Tentang Noam Chomsky

                Mahasiswa jurusan linguistik lebih mengenal Noam Chomsky dalam kemegahannya sebagai Bapak Linguistik Modern. Pemikirannya tentang linguistik semisal tata bahasa generatif (yang sampai sekarang  masih membuat kepala saya sakit itu) atau ide tentang peranti pemerolehan bahasa di dalam otak yang menjadi alasan kenapa anak kecil bisa berbahasa, adalah satu dari sejumlah sumbangan pemikirannya dalam bidang linguistik. Nama Chomsky selalu muncul dalam mata kuliah kebahasaan, Linguistik Umum, Sintaksis, Psikolinguistik, dan lainnya. Bagi saya dan sebagian besar mahasiswa jurusan linguistik lainnya, Chomsky adalah perihal linguistik, lain tak.
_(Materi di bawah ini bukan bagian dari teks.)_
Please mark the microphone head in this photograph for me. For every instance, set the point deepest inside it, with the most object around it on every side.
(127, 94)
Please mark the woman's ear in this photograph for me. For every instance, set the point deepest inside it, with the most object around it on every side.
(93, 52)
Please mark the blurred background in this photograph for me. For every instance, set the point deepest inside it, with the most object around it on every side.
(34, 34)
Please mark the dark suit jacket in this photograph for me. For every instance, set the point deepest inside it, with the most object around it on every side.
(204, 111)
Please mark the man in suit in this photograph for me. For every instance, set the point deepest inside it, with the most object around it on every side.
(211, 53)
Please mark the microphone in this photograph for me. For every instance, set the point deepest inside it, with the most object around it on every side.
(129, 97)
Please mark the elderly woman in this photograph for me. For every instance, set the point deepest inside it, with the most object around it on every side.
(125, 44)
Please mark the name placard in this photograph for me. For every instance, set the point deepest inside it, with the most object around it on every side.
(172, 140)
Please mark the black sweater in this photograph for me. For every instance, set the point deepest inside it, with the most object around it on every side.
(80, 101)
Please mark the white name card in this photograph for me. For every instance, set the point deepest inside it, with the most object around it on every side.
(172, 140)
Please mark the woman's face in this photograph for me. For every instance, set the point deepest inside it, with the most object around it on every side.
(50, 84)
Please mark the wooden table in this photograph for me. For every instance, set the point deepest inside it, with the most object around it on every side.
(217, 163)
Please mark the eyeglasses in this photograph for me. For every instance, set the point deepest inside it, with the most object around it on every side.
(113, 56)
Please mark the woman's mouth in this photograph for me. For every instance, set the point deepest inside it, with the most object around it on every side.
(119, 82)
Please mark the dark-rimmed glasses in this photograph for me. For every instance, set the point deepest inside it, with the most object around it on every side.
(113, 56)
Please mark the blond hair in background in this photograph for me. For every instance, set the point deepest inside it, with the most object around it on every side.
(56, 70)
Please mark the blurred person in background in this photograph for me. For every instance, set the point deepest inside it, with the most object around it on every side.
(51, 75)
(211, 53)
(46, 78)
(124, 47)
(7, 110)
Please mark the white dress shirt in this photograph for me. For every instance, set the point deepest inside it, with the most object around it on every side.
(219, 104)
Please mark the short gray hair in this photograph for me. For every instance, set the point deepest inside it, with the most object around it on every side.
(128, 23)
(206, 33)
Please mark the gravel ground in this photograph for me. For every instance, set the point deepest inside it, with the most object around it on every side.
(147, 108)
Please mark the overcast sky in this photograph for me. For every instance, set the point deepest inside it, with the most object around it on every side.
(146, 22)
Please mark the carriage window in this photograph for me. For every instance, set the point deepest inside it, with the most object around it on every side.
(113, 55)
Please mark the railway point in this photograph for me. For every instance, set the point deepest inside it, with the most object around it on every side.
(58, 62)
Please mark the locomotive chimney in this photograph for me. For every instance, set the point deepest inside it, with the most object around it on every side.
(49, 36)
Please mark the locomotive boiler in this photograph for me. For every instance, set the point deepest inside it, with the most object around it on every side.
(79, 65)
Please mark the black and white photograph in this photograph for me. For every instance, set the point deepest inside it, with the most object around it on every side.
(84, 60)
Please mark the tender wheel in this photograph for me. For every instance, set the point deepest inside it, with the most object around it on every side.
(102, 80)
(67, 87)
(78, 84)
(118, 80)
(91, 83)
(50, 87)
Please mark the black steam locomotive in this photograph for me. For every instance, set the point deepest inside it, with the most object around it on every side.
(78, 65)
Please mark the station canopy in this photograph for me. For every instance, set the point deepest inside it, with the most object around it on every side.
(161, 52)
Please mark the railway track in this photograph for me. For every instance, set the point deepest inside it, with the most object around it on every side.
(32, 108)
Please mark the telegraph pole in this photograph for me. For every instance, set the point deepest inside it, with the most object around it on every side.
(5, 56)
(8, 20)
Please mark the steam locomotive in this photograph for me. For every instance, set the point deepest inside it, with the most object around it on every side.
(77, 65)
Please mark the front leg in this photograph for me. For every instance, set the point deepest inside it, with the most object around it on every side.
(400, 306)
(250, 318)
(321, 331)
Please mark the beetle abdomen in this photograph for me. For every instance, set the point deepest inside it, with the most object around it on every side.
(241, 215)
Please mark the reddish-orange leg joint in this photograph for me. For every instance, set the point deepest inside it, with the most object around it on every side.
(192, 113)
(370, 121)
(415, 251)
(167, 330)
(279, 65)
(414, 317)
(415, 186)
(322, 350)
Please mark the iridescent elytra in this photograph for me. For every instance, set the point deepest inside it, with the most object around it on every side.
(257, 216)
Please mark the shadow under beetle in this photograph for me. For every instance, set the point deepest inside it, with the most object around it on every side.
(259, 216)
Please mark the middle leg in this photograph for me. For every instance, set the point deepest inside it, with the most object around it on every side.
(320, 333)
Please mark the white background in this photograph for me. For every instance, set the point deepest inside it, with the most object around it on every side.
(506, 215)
                Lelaki bernama lengkap Avram Noam Chomsky yang telah berusia 91 tahun ini lahir pada 7 Desember 1928, ayahnya adalah pakar gramatika bahasa Ibrani sementara ibunya aktivis haluan kiri. Kedua-duanya imigran Yahudi dari Eropa. Noam Chomsky adalah akademisi hingga ke tulangnya. Gelar akademis awalnya (BA) hingga profesornya didapatkan dalam bidang linguistik. Ia adalah profesor emeritus di MIT (Massachusetts Institute of Technology), profesor kehormatan di University of Arizona, dan juga anggota klub sosial Harvard University. Chomsky adalah salah satu akademisi masih hidup yang tulisan dan kata-katanya paling banyak dirujuk atau disitasi di dunia.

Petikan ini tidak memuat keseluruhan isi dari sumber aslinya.